Après avoir « juré comme avocats d’exercer nos fonctions avec dignité, conscience, indépendance, probité et humanité » et après avoir affronté au fil des années de féroces tentatives visant à bafouer notre serment, à écraser notre « dignité », manipuler notre « conscience », étrangler notre « indépendance », mépriser notre « probité » et notre « humanité, » sommes-nous toujours déterminés à défendre et à protéger notre serment ? Non pas par crainte de sanctions disciplinaires, mais par conviction intime que vivre dans un monde civilisé et une société ayant des valeurs n’est pas devenu chimérique. Des valeurs éthiques et déontologiques, humaines et universelles en tant que rempart ultime face aux dérives planétaires.
Face à ceux qui, seuls ou en bandes organisées, commettent crimes et délits, violent les êtres et les textes et échappent systématiquement à la justice en instaurant la jungle du plus fort comme modèle social. Face à ceux qui, sous le joug de la tyrannie, réduisent leurs peuples au dénuement extrême en les maintenant préoccupés par la seule nécessité de se nourrir pour les rendre inaptes à dénoncer leurs exactions et leurs règnes illimités. Face à ceux qui sans le moindre scrupule dilapident, détournent et séquestrent des dépôts bancaires, fabriquent un vocabulaire insolite, imposent des classifications nébuleuses et des méthodes de blocage inédites, machiavéliques, discriminatoires brisant des vies et plongeant des familles entières dans la précarité et la tourmente, et qui dans la foulée matent toute protestation légitime, établissent des combines et un système occulte parallèle, ignorent leur devoir de restitution des dépôts et comptent sur une décharge de responsabilité malgré leurs malversations. Face à ceux qui, au nom de mentalités rétrogrades, brutalisent les femmes, juste parce qu’elles n’ont pas eu d’autre choix que de naître de sexe féminin, et s’acharnent à les déposséder de leurs droits les plus élémentaires. Face à ceux qui perpétuent les clivages internes et les inégalités sociales, à ceux qui déstabilisent l’ordre mondial et à ceux qui condamnent leurs populations à rester impliquées dans des conflits armés sans fin, comme si le passage sur terre n’était pas suffisamment compliqué et éphémère pour s’obstiner à le rendre plus amer et à l’abréger en allant sans garantie de retour combattre vainement. Face à ceux qui, usant de l’autorité de leur statut, réussissent malgré leurs abus à être portés aux nues par des peuples irresponsables ou désabusés, inconscients ou lâches, et se targuent ensuite d’être protégés avec leurs acolytes par une prérogative octroyée « de jure » appelée immunité édictée pourtant non pas pour être assimilée à l’impunité, mais pour garantir le libre exercice de fonctions officielles sans risque de pressions et d’ingérences.

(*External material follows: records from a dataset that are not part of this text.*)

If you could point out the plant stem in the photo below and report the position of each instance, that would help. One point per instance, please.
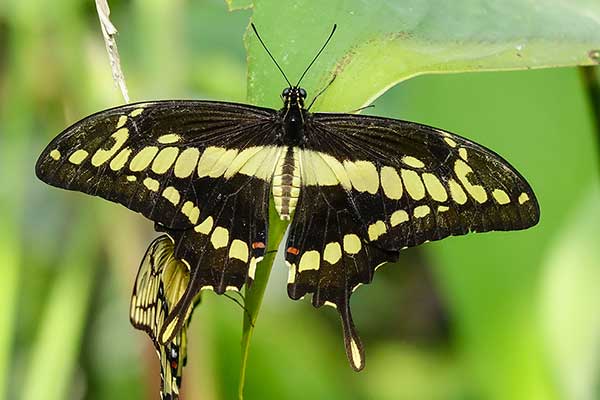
(255, 293)
(589, 76)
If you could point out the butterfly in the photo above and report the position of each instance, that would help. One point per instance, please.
(357, 190)
(161, 281)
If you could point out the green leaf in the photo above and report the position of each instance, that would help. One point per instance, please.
(379, 45)
(234, 5)
(255, 293)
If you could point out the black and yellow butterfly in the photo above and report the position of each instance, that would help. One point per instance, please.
(160, 283)
(358, 189)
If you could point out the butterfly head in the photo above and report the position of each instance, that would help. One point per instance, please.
(293, 97)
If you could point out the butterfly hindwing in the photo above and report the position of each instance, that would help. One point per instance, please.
(160, 283)
(223, 249)
(373, 186)
(201, 170)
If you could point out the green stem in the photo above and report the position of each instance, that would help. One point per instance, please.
(255, 294)
(589, 76)
(56, 348)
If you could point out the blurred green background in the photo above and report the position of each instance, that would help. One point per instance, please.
(496, 316)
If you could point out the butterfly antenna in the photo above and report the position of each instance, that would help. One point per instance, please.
(269, 53)
(318, 54)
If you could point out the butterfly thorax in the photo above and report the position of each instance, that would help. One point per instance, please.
(287, 177)
(293, 115)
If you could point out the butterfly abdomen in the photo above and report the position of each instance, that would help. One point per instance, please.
(286, 183)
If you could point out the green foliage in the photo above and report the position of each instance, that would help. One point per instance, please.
(517, 306)
(380, 44)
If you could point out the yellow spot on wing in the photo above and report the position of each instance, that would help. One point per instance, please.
(450, 142)
(101, 156)
(501, 196)
(376, 229)
(434, 187)
(310, 260)
(55, 154)
(357, 360)
(332, 253)
(413, 162)
(151, 184)
(191, 211)
(458, 195)
(398, 217)
(363, 175)
(413, 183)
(122, 121)
(120, 159)
(165, 158)
(186, 162)
(169, 330)
(252, 269)
(421, 211)
(391, 183)
(136, 112)
(78, 156)
(523, 198)
(143, 158)
(352, 244)
(462, 169)
(238, 250)
(219, 237)
(169, 138)
(240, 160)
(205, 227)
(172, 194)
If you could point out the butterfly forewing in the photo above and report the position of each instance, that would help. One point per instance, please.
(201, 170)
(358, 189)
(373, 186)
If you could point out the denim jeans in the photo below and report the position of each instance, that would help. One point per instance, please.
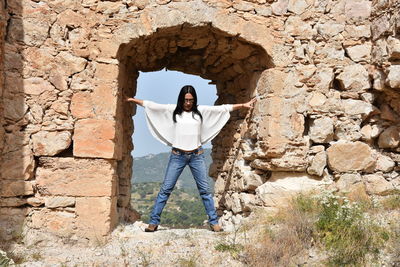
(177, 162)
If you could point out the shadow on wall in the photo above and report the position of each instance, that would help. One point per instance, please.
(16, 156)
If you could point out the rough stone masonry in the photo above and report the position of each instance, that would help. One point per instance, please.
(326, 73)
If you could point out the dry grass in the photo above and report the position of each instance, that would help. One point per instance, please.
(282, 244)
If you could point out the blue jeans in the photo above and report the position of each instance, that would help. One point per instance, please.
(177, 162)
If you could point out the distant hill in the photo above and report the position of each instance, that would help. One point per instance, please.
(151, 168)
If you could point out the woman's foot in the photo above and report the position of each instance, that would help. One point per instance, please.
(151, 228)
(216, 228)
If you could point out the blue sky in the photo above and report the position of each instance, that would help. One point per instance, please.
(163, 87)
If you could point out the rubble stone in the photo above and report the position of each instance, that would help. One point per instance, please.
(350, 156)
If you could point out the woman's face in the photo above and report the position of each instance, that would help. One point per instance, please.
(188, 104)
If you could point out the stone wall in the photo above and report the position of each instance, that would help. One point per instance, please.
(326, 114)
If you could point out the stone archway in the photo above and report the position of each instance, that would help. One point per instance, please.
(231, 62)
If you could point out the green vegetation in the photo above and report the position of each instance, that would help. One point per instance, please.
(344, 229)
(184, 207)
(347, 231)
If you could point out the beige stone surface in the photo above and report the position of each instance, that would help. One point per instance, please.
(393, 78)
(321, 130)
(354, 77)
(95, 138)
(18, 165)
(76, 177)
(13, 188)
(56, 202)
(389, 138)
(97, 216)
(50, 143)
(318, 164)
(349, 182)
(376, 184)
(283, 185)
(350, 156)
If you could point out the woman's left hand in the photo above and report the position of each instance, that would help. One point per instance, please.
(249, 104)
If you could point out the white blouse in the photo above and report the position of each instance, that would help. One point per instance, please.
(189, 132)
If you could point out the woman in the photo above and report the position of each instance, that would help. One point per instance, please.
(186, 127)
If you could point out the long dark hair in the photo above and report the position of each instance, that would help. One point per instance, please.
(181, 100)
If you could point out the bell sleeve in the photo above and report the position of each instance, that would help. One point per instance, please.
(214, 118)
(159, 120)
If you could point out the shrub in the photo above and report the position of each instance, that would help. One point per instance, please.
(347, 232)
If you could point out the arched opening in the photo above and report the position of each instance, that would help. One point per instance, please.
(150, 157)
(230, 62)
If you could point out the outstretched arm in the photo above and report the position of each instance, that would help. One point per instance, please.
(247, 105)
(134, 100)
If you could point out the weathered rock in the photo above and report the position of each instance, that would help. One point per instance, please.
(76, 177)
(279, 189)
(298, 7)
(376, 184)
(18, 165)
(60, 223)
(97, 216)
(95, 138)
(36, 86)
(357, 107)
(57, 202)
(354, 77)
(70, 64)
(321, 130)
(393, 78)
(50, 143)
(10, 188)
(12, 202)
(349, 156)
(359, 53)
(389, 138)
(280, 7)
(384, 163)
(318, 164)
(357, 9)
(347, 130)
(349, 182)
(394, 47)
(369, 132)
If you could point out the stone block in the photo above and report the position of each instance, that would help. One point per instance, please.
(97, 216)
(318, 164)
(76, 177)
(12, 201)
(60, 223)
(321, 130)
(384, 164)
(350, 156)
(393, 78)
(11, 223)
(50, 143)
(360, 52)
(376, 184)
(70, 64)
(282, 186)
(394, 47)
(354, 77)
(357, 9)
(17, 165)
(81, 105)
(389, 138)
(10, 188)
(58, 202)
(349, 182)
(96, 138)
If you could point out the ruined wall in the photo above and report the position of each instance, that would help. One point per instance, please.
(326, 114)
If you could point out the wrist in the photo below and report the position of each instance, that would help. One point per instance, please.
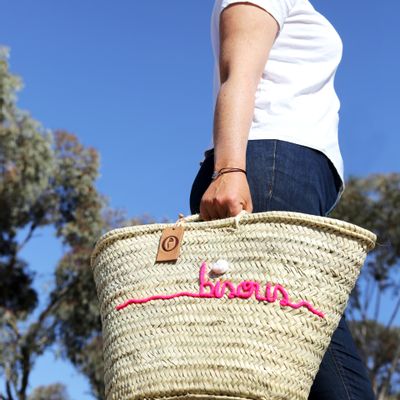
(221, 171)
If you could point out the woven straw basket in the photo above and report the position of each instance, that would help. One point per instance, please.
(174, 330)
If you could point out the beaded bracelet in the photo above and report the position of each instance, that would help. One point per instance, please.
(216, 174)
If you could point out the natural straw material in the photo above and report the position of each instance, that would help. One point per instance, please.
(186, 343)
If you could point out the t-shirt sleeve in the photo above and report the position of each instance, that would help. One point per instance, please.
(279, 9)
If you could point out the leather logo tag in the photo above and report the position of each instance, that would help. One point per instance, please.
(170, 243)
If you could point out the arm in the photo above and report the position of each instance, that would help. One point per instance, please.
(247, 33)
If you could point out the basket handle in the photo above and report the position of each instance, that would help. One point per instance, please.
(196, 218)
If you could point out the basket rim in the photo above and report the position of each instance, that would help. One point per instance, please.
(344, 227)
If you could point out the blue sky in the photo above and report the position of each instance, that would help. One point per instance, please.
(134, 80)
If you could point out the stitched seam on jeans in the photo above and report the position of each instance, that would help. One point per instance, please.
(271, 186)
(337, 364)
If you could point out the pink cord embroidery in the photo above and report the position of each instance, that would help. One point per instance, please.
(244, 290)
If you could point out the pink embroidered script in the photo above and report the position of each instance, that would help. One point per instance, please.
(244, 290)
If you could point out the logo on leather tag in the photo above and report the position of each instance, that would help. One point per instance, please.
(170, 243)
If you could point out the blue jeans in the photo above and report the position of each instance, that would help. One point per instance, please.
(284, 176)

En présence de tels criminels, despotes, hors-la-loi et délinquants en col blanc qui ne font que se reproduire clonés par milliers, et à l’heure où les tribunaux semblent avoir été éclipsés par des plateformes virtuelles de lynchages sociaux guidées par des meneurs avides de scoops creux, animées par des foules déchaînées à pensée unique, il est temps, par devoir international, de rebattre les cartes. Il est temps de braver simultanément vanité, servilité, cupidité, passivité, désespérance, obscurantisme et intimidations. Il est temps de déclencher un déclic planétaire et de synchroniser des actions collectives à l’échelle mondiale, affranchies de toute allégeance, pilotées avec audace, vigueur et constance, capables une fois pour toutes de rectifier le tir. Pour qu’enfin les auteurs de tous ces actes ignobles soient arrêtés et jugés, condamnés et dépouillés de leur « dignité », de leurs titres, grades et qualités, puis mis définitivement hors d’état de nuire. Et pour qu’au terme de la présente plaidoirie, soient consolidées à tout jamais, au nom de notre serment, « la dignité et l’indépendance » des esprits et des nations libres, avec « conscience, probité et humanité ».